Allison Sands has all the tools to stay safe and stop violent conflicts whether she is in the alleys of Chicago or the center of extremism in the Persian Gulf. As a former FBI agent, she is trained in tactics to take down an attacker or disarm a person with a gun pointed at her head. But the skills she uses more often, and teaches through her company, Project Hummingbird, are those that can derail violence and actually keep everyone safe. She started this business because she realized that the way we’re doing things now just isn’t working. Every year there are a thousand fatal officer involved shootings. She says this isn’t new. It happens every year. Although she was trained to physically dominate an opponent, as a woman, she says that most of the time she couldn’t outfight or outrun him, so she has to outsmart him. And for that, she relies on her earlier education in psychology and religion, where she set out to learn why people behave the way they do.
Allison says that her whole life has been a combination of her call to use skills and research for practical applications. The mixture worked well in the FBI and in counterintelligence and counter espionage when she used it to hunt terrorists and recruit spies, and it served her well in corporate security too. She founded Project Hummingbird to have a greater impact to provide solutions for this critical need, not only in law enforcement, but in security in general. Through Project Hummingbird, she teaches unique skills and techniques geared to avoiding violence rather than physically dominating an opponent. It directly applies to crisis counselors, healthcare professionals, and anyone who might potentially face a violent encounter. In today’s world, that really could be anyone.
Project Hummingbird’s Individually-Based Approach
There are definitely instances where lethal force is necessary, and Allison admits that we need training for that and says that she is not trying to replace it, but rather complement it. She says, “There’s a huge gray area between a peaceful confrontation and lethal force encounter.” It’s that middle piece where we learn to have conflict more effectively and constructively that will keep us safe. Allison called it “individually-based approach,” where each person is coached to understand their own stress responses and conflict style. Next, assess your surroundings—is action required at this time. Third, is to assess your desired outcome. What do you want to achieve? Next control your stress responses and stay true to your values. Is it really a conflict or are you just reacting instinctually to the situation? Finally, engage with communication to induce compliance. Project Hummingbird has standard statements to achieve that end. But the important thing is to control yourself and stick to achieving the outcome you desire from the situation.
There Is a Better Way
Allison says that the big picture is to recognize and accept that there is a different way—a better way than the reactionary way that we’re handling violence now. With all of the police shootings, year after year, we need to make this a foundational skill that should be taught in schools. That means completely reversing how we’re doing things now and using the so-called “soft skills” or “feminine skills.” Allison says that it will take a lot of patience, practice and introspection. It will also require strategies to put value-based skills at the center of the conversation, which aren’t as measurable and quantitative as physical toughness and speed.
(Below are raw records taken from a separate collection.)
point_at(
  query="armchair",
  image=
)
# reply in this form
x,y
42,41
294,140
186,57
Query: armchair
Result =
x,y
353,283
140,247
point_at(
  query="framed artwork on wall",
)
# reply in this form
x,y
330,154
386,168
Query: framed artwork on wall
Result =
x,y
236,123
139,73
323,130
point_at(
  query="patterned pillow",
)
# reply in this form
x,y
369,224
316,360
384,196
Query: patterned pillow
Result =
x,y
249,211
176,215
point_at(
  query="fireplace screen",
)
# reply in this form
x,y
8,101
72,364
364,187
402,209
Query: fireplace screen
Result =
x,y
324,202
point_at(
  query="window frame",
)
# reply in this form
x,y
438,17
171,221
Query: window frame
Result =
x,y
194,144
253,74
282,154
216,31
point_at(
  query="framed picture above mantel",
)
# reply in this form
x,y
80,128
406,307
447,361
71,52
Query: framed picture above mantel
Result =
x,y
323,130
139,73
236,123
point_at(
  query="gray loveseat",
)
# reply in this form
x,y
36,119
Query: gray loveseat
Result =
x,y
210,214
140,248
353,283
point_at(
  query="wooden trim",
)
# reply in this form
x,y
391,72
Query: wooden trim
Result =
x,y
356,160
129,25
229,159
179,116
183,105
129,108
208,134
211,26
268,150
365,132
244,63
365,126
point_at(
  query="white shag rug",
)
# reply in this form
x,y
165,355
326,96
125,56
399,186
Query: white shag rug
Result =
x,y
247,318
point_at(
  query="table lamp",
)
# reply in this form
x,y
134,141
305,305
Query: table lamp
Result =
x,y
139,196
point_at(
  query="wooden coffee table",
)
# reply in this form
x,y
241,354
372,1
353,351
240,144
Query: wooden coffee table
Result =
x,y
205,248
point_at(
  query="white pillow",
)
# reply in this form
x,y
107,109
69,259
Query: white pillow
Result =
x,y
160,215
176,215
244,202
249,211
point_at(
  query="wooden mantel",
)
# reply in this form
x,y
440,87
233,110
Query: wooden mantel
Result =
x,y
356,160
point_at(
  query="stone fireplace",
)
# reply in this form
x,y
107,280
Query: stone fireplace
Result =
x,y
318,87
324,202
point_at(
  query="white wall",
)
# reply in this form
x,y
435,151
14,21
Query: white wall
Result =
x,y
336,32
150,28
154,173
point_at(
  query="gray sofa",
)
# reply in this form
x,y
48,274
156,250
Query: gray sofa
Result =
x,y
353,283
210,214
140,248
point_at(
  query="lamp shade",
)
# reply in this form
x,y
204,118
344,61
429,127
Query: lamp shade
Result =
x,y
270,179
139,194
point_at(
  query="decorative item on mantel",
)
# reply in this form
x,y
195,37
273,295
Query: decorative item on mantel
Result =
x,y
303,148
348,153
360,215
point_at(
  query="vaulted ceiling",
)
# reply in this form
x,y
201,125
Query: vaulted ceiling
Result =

Watch or listen to this podcast to hear more of Allison’s advice about how not to make yourself a victim and her analysis of how Capitol Police handled the assault on the Capitol and what would have helped them do a better job. For more information about Project Hummingbird, check out the website, project-hummingbird.org or Allison’s own website allisonsands.com.
Allison’s personal advice for women is to get over being polite. It’s okay to be rude. It’s better to be rude, cross the street, don’t answer your door to strangers, and stay safe than to become a victim.